Note: Because flying changes are a sequence of both preparation and balance, it is by far the best if someone who knows how to do them introduces the green horse to the first few changes.  (This is MUCH easier on everybody.)  If there is a good professional around, a month of training on a horse that is in the general neighborhood of being able to do changes will get you years ahead.  After the horse has learned the basic idea, the rider must then learn the setup.  This is much easiest if, as with Ricarda, the horse has a framework in place–if not perfectly finished.  Doing changes on a green horse is MUCH different than asking a school master.  Take this into account.

That said, when to start?  The classic answer from Rudolf is roughly this:  when the horse is okay with doing correct canter-walk, walk-canter transitions, and has been introduced to counter canter–though they may not yet be perfect at it.

Why not perfect?  Because if you want your horse to be happy experimenting with a change for you it is best if they are not drilled for years to never, NEVER, NEVER do a change.  You actually school changes sort of at the same period as counter canter.

One of the mind-bending elements of changes is straightness–in changes straightness at first it is really reverse crookedness!  (Later they feel much more straight, but at the start not so much so.)
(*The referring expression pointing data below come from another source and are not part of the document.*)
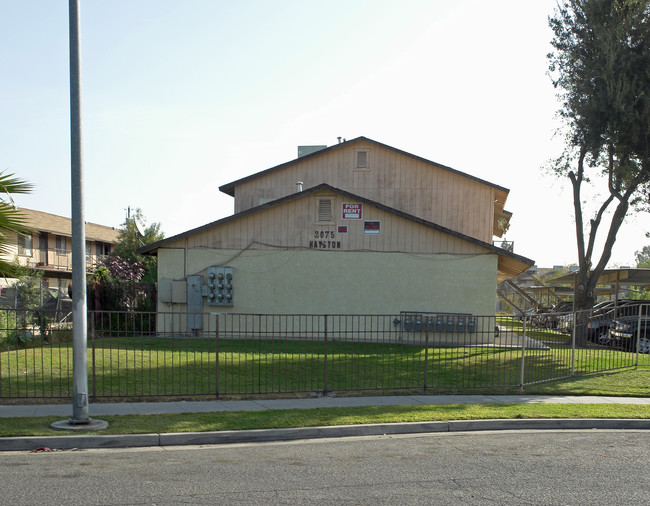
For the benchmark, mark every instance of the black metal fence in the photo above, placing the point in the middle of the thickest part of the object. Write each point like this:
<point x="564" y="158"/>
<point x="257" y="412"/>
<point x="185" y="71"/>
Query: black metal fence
<point x="145" y="355"/>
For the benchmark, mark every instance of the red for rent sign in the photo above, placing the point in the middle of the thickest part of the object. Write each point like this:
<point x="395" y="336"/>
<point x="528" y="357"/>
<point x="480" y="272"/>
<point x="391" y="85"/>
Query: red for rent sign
<point x="352" y="211"/>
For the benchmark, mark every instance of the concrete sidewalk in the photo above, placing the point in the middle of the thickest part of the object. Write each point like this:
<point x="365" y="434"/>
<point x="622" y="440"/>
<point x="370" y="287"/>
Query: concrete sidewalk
<point x="154" y="408"/>
<point x="86" y="441"/>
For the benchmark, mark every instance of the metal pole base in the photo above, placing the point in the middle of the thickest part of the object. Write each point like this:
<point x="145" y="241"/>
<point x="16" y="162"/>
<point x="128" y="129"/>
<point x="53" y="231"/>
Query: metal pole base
<point x="70" y="424"/>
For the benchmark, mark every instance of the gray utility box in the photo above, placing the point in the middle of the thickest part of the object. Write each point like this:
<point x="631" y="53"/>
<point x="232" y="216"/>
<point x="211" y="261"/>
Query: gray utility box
<point x="220" y="286"/>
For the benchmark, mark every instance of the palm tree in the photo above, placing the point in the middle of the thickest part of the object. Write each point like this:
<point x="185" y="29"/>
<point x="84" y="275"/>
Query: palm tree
<point x="11" y="219"/>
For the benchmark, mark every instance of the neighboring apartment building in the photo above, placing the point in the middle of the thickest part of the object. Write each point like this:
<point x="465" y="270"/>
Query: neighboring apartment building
<point x="356" y="228"/>
<point x="49" y="247"/>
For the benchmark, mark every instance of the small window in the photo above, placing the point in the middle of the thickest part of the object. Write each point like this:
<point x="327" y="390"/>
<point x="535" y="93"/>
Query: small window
<point x="325" y="210"/>
<point x="25" y="244"/>
<point x="61" y="247"/>
<point x="362" y="159"/>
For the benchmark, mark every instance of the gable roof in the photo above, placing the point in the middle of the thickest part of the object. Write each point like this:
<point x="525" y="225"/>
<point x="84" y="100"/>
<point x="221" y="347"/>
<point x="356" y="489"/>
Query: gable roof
<point x="60" y="225"/>
<point x="229" y="188"/>
<point x="510" y="264"/>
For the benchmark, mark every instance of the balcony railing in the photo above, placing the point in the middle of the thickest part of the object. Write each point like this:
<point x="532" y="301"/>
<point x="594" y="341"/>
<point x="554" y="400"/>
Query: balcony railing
<point x="59" y="260"/>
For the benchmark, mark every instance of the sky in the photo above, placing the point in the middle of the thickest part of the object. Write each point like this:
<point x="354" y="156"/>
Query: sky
<point x="181" y="97"/>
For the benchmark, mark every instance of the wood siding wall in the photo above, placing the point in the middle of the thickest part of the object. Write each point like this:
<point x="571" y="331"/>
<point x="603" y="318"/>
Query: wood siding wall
<point x="295" y="224"/>
<point x="395" y="180"/>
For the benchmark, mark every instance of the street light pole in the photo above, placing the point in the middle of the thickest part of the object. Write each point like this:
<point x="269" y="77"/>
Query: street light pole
<point x="79" y="315"/>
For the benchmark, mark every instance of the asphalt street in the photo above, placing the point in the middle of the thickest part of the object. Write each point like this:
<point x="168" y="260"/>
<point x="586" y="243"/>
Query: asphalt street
<point x="524" y="467"/>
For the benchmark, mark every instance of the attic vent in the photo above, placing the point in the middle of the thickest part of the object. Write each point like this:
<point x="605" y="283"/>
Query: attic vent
<point x="325" y="210"/>
<point x="362" y="159"/>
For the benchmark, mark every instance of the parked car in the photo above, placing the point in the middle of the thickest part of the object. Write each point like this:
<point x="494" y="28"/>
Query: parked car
<point x="624" y="332"/>
<point x="604" y="313"/>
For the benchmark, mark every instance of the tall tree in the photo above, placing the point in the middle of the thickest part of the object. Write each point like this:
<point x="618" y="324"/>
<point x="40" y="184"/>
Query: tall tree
<point x="11" y="220"/>
<point x="134" y="234"/>
<point x="601" y="68"/>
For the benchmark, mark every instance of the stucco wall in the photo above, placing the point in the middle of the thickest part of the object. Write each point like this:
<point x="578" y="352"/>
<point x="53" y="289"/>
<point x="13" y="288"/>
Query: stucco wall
<point x="308" y="281"/>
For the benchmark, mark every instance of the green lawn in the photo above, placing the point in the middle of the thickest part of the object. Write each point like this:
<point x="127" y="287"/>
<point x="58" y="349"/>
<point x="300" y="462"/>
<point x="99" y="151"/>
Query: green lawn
<point x="145" y="367"/>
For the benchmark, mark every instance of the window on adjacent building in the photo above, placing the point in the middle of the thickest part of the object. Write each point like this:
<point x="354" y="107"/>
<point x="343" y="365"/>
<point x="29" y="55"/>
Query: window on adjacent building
<point x="362" y="159"/>
<point x="25" y="244"/>
<point x="325" y="210"/>
<point x="61" y="247"/>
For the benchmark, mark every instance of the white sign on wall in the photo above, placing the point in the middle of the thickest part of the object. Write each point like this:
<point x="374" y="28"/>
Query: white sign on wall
<point x="352" y="211"/>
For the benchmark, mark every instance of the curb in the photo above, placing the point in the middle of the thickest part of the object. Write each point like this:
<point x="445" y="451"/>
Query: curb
<point x="83" y="442"/>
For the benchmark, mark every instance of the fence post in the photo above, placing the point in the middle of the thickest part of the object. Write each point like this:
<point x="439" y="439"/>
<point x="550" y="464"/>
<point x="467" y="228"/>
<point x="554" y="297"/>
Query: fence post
<point x="522" y="378"/>
<point x="325" y="358"/>
<point x="92" y="344"/>
<point x="426" y="350"/>
<point x="638" y="335"/>
<point x="216" y="346"/>
<point x="573" y="341"/>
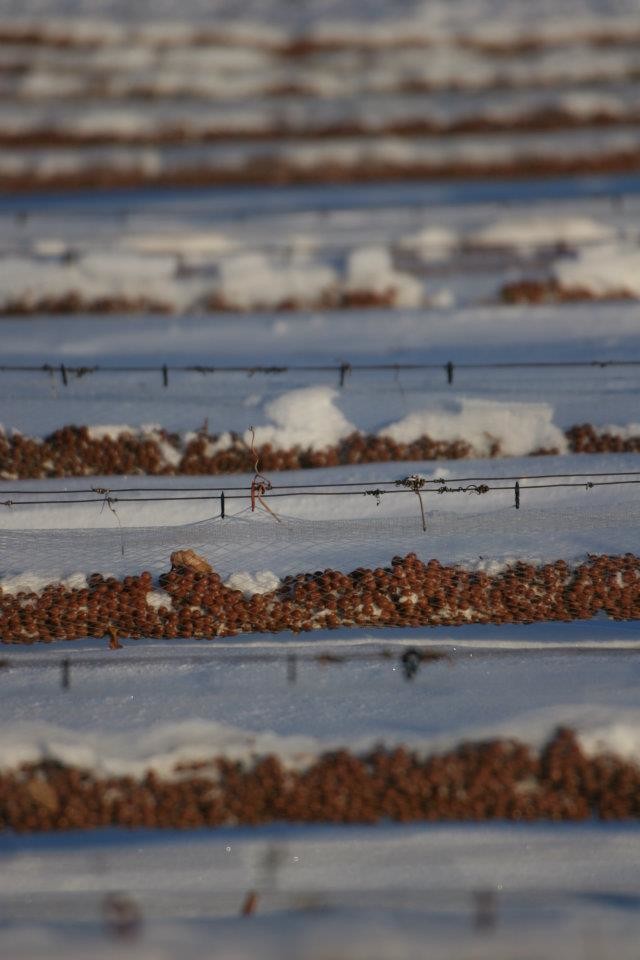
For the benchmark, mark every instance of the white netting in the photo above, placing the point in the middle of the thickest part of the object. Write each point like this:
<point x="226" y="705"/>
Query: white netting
<point x="256" y="542"/>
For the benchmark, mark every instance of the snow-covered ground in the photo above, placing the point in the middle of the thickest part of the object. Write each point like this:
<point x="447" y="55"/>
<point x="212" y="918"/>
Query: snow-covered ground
<point x="288" y="278"/>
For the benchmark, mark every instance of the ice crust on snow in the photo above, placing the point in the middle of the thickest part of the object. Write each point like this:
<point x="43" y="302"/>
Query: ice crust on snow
<point x="264" y="581"/>
<point x="249" y="280"/>
<point x="525" y="232"/>
<point x="518" y="427"/>
<point x="371" y="269"/>
<point x="600" y="730"/>
<point x="306" y="418"/>
<point x="36" y="583"/>
<point x="604" y="269"/>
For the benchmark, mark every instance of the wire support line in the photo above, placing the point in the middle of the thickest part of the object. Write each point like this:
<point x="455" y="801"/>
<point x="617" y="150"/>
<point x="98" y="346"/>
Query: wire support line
<point x="407" y="488"/>
<point x="441" y="481"/>
<point x="85" y="369"/>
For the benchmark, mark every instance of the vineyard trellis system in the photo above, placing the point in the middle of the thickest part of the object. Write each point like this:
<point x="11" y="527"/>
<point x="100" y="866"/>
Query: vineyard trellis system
<point x="342" y="370"/>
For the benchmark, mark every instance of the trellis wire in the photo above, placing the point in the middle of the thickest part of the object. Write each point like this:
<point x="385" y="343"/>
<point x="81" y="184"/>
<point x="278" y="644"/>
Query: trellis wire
<point x="313" y="486"/>
<point x="342" y="370"/>
<point x="107" y="497"/>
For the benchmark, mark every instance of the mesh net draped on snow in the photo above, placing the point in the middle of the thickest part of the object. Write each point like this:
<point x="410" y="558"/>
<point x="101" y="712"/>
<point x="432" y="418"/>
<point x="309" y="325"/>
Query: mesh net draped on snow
<point x="257" y="542"/>
<point x="234" y="576"/>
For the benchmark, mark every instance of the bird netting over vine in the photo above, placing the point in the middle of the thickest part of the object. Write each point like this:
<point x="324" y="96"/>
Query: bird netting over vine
<point x="255" y="574"/>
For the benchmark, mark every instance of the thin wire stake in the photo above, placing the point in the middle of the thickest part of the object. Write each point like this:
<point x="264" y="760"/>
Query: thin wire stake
<point x="292" y="668"/>
<point x="345" y="368"/>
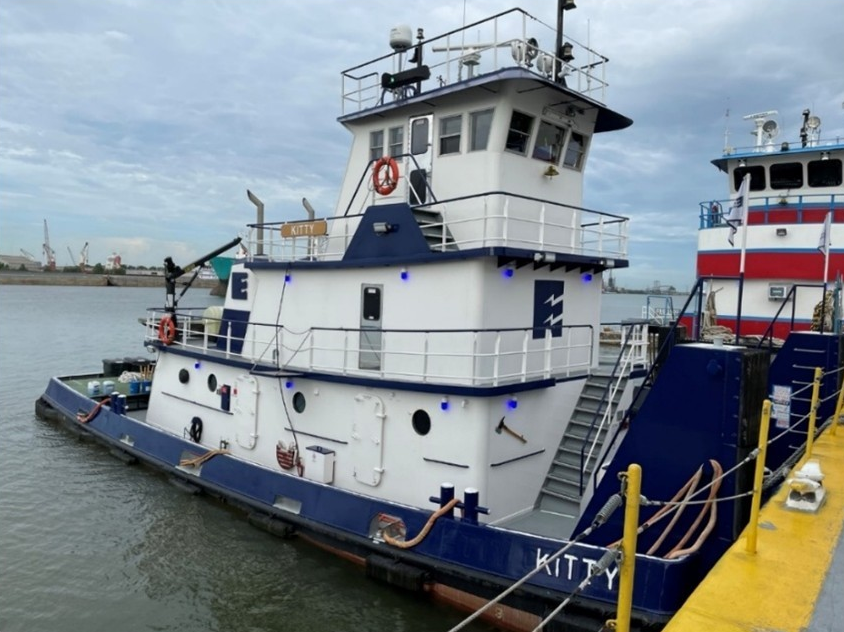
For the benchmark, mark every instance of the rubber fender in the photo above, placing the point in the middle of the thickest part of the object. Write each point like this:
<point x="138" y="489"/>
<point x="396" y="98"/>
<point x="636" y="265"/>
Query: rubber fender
<point x="271" y="525"/>
<point x="395" y="573"/>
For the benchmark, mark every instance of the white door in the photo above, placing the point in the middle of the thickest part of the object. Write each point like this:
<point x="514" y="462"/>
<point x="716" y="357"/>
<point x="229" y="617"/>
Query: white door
<point x="367" y="438"/>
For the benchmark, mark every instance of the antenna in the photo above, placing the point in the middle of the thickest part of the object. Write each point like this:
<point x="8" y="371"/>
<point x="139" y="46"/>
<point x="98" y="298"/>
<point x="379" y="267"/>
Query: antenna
<point x="727" y="148"/>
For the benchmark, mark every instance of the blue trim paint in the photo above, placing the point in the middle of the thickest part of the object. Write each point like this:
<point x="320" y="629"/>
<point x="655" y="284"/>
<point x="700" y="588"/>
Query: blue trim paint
<point x="595" y="263"/>
<point x="404" y="237"/>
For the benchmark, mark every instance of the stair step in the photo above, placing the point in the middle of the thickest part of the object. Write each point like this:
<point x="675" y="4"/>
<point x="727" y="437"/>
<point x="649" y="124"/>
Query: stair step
<point x="573" y="467"/>
<point x="563" y="496"/>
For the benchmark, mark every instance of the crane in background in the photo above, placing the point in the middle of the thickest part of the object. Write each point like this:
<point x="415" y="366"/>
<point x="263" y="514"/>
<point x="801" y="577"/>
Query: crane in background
<point x="49" y="253"/>
<point x="82" y="261"/>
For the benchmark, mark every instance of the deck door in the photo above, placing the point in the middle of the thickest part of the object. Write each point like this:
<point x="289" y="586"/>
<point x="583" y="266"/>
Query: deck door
<point x="422" y="152"/>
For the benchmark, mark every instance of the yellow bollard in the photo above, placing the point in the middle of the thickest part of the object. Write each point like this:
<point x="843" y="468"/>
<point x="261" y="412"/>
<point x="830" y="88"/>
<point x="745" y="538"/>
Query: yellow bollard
<point x="753" y="525"/>
<point x="837" y="416"/>
<point x="628" y="548"/>
<point x="813" y="413"/>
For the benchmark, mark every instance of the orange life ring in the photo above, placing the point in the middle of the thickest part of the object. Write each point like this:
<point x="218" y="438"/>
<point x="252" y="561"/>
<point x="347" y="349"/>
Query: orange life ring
<point x="386" y="184"/>
<point x="167" y="329"/>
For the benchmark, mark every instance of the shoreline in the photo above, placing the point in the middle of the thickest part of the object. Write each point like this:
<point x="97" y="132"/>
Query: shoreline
<point x="78" y="279"/>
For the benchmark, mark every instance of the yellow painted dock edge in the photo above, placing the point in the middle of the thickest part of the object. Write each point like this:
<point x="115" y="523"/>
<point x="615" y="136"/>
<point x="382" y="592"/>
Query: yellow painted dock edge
<point x="777" y="587"/>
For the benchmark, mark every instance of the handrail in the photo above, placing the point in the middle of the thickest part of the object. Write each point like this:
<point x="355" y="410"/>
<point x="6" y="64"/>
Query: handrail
<point x="618" y="219"/>
<point x="494" y="357"/>
<point x="713" y="213"/>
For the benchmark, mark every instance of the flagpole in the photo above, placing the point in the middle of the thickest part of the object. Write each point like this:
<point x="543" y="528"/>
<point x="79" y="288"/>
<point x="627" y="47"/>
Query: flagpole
<point x="745" y="184"/>
<point x="741" y="277"/>
<point x="826" y="248"/>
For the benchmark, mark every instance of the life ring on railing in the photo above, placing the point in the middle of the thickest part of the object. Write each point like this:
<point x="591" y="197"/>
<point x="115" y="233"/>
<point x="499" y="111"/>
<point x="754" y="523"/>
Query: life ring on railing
<point x="390" y="180"/>
<point x="715" y="215"/>
<point x="167" y="329"/>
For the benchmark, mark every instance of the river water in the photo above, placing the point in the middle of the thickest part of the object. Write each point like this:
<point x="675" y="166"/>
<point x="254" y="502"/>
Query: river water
<point x="90" y="544"/>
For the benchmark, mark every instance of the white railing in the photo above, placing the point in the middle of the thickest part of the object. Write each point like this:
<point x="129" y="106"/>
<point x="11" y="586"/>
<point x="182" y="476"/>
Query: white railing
<point x="457" y="357"/>
<point x="493" y="219"/>
<point x="509" y="39"/>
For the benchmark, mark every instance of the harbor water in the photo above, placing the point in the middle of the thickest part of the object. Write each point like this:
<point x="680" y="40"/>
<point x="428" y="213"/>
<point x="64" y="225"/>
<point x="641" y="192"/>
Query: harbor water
<point x="88" y="543"/>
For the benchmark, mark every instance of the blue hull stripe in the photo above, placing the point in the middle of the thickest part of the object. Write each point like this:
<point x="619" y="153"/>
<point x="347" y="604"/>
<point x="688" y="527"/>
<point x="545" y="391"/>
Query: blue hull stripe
<point x="453" y="549"/>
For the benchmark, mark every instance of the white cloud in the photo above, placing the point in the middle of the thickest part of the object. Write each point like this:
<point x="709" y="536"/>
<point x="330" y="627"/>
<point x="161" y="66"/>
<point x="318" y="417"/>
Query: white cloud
<point x="150" y="120"/>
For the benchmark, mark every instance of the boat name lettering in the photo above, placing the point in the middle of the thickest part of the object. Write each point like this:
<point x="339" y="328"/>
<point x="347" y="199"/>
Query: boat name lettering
<point x="570" y="563"/>
<point x="304" y="229"/>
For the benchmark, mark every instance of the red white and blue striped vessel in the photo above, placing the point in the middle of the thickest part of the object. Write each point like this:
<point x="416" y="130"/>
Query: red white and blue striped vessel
<point x="795" y="188"/>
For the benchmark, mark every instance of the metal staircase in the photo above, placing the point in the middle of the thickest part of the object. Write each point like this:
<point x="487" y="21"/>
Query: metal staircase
<point x="434" y="229"/>
<point x="561" y="491"/>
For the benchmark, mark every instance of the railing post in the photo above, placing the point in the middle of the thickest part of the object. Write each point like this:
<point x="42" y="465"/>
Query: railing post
<point x="838" y="406"/>
<point x="506" y="221"/>
<point x="813" y="413"/>
<point x="475" y="360"/>
<point x="524" y="354"/>
<point x="627" y="565"/>
<point x="425" y="359"/>
<point x="497" y="357"/>
<point x="542" y="226"/>
<point x="753" y="524"/>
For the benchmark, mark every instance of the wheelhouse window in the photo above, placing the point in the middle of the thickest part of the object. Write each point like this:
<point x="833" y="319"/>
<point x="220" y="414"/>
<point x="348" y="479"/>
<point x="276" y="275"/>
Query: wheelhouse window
<point x="549" y="142"/>
<point x="450" y="127"/>
<point x="519" y="133"/>
<point x="376" y="144"/>
<point x="396" y="139"/>
<point x="824" y="173"/>
<point x="419" y="137"/>
<point x="575" y="151"/>
<point x="757" y="177"/>
<point x="788" y="175"/>
<point x="479" y="125"/>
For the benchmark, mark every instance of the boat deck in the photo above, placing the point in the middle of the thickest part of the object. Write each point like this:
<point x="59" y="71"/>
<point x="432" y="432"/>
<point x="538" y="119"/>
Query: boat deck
<point x="795" y="581"/>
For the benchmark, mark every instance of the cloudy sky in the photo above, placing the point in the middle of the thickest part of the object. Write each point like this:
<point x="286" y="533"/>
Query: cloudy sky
<point x="138" y="125"/>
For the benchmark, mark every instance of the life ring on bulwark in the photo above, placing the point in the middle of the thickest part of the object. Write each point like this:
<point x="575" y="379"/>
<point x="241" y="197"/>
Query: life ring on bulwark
<point x="388" y="183"/>
<point x="195" y="431"/>
<point x="167" y="329"/>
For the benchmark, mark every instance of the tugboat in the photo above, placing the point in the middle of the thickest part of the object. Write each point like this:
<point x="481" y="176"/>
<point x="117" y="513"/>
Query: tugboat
<point x="794" y="208"/>
<point x="414" y="382"/>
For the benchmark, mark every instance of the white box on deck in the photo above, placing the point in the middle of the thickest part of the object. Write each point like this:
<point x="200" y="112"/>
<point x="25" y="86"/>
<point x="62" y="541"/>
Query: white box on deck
<point x="319" y="464"/>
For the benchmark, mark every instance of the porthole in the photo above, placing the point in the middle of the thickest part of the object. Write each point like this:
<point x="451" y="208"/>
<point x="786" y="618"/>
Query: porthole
<point x="421" y="422"/>
<point x="298" y="402"/>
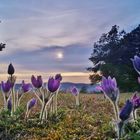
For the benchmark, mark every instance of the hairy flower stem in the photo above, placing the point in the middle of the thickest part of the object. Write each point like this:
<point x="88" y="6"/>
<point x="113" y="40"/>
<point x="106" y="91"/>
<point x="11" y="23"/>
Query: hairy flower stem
<point x="42" y="112"/>
<point x="115" y="106"/>
<point x="56" y="96"/>
<point x="77" y="100"/>
<point x="120" y="129"/>
<point x="134" y="114"/>
<point x="13" y="98"/>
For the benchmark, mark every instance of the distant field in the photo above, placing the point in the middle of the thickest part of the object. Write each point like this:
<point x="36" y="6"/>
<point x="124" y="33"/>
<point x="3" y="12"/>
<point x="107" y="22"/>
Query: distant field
<point x="88" y="122"/>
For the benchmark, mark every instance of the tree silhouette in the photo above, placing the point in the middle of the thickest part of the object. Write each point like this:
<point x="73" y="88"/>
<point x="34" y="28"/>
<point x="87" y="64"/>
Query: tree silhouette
<point x="2" y="45"/>
<point x="111" y="56"/>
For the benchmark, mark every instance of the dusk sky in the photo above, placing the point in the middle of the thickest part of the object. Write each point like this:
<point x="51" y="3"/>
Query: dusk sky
<point x="56" y="36"/>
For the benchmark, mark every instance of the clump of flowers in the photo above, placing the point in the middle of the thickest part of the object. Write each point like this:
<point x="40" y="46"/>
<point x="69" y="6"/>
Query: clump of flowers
<point x="47" y="95"/>
<point x="75" y="92"/>
<point x="111" y="91"/>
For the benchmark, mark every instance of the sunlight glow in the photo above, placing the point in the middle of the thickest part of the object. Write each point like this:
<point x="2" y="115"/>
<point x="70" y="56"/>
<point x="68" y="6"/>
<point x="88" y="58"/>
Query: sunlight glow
<point x="59" y="55"/>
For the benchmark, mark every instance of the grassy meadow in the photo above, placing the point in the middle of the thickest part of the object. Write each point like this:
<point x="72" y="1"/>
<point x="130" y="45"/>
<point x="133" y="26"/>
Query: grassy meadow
<point x="90" y="121"/>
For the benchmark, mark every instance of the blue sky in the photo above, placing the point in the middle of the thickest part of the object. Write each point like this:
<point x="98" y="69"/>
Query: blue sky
<point x="56" y="36"/>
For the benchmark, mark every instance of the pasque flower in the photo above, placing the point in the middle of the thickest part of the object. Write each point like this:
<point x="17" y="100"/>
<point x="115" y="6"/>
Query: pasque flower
<point x="6" y="86"/>
<point x="58" y="77"/>
<point x="74" y="91"/>
<point x="11" y="69"/>
<point x="9" y="104"/>
<point x="37" y="82"/>
<point x="110" y="89"/>
<point x="126" y="110"/>
<point x="31" y="103"/>
<point x="136" y="101"/>
<point x="136" y="63"/>
<point x="53" y="84"/>
<point x="25" y="87"/>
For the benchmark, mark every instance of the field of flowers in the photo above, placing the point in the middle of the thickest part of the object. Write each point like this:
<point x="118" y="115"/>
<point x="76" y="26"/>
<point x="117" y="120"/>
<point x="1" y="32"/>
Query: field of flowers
<point x="90" y="121"/>
<point x="37" y="110"/>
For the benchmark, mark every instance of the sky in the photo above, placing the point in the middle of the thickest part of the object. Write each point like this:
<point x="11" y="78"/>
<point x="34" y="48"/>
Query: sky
<point x="45" y="37"/>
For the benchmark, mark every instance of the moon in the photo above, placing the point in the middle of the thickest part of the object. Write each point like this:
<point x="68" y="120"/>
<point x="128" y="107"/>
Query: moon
<point x="59" y="55"/>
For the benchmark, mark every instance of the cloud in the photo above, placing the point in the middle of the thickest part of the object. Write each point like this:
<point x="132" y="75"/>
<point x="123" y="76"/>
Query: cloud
<point x="35" y="31"/>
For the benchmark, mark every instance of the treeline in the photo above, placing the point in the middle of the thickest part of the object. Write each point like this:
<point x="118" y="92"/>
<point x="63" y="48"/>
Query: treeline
<point x="111" y="56"/>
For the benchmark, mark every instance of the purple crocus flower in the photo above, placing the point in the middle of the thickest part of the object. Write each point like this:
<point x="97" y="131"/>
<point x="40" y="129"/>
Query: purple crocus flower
<point x="6" y="86"/>
<point x="25" y="87"/>
<point x="136" y="101"/>
<point x="53" y="84"/>
<point x="109" y="87"/>
<point x="11" y="69"/>
<point x="37" y="82"/>
<point x="136" y="63"/>
<point x="139" y="80"/>
<point x="126" y="110"/>
<point x="58" y="77"/>
<point x="31" y="103"/>
<point x="74" y="91"/>
<point x="9" y="104"/>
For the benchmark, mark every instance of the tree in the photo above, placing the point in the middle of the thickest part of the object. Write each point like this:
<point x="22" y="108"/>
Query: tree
<point x="2" y="46"/>
<point x="115" y="49"/>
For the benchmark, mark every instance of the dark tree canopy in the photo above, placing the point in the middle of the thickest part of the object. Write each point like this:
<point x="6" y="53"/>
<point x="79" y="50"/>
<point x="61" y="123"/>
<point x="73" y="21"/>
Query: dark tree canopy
<point x="111" y="56"/>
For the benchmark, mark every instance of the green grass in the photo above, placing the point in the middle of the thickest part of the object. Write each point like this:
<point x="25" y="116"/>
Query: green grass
<point x="91" y="121"/>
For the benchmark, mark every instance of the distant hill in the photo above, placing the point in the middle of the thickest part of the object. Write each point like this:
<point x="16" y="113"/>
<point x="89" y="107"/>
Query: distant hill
<point x="65" y="87"/>
<point x="81" y="86"/>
For the horse to easily jump from one lead to the other there must be a place for them to do so.  There’s a concept called “relative straightness” that comes to play here.  Relative straightness has to do with the fact the horse’s hips are generally wider than their shoulders, so you are in effect riding a blunt arrowhead around the arena.  When you want X lead you in effect place the tip of the arrow just a tiny bit to the outside, giving a “hole” for the horse to put the lead in.  And then you generally canter around straight–or you think so anyway.  From the rider’s point of view the canter is asked for and maintained with inner seat bone forward, outer slightly back, but weight centered over the horse.

In a flying change, before the change you also position the tip of the arrow-head slightly away from of your desired new lead–that is, right over the top of the lead leg you are actually on.  This gives a space for the horse to jump straight into the new lead.  Hint–your leg positioning and seat are already occupied by maintaining the lead you are on.  Those will not be useful to you in the new positioning.  It is done with the hands.  See Counter Canter post if you have not already.

So in effect the horse must allow you to move their shoulders both ways without falling off the lead they are in.  (Easier said than done.)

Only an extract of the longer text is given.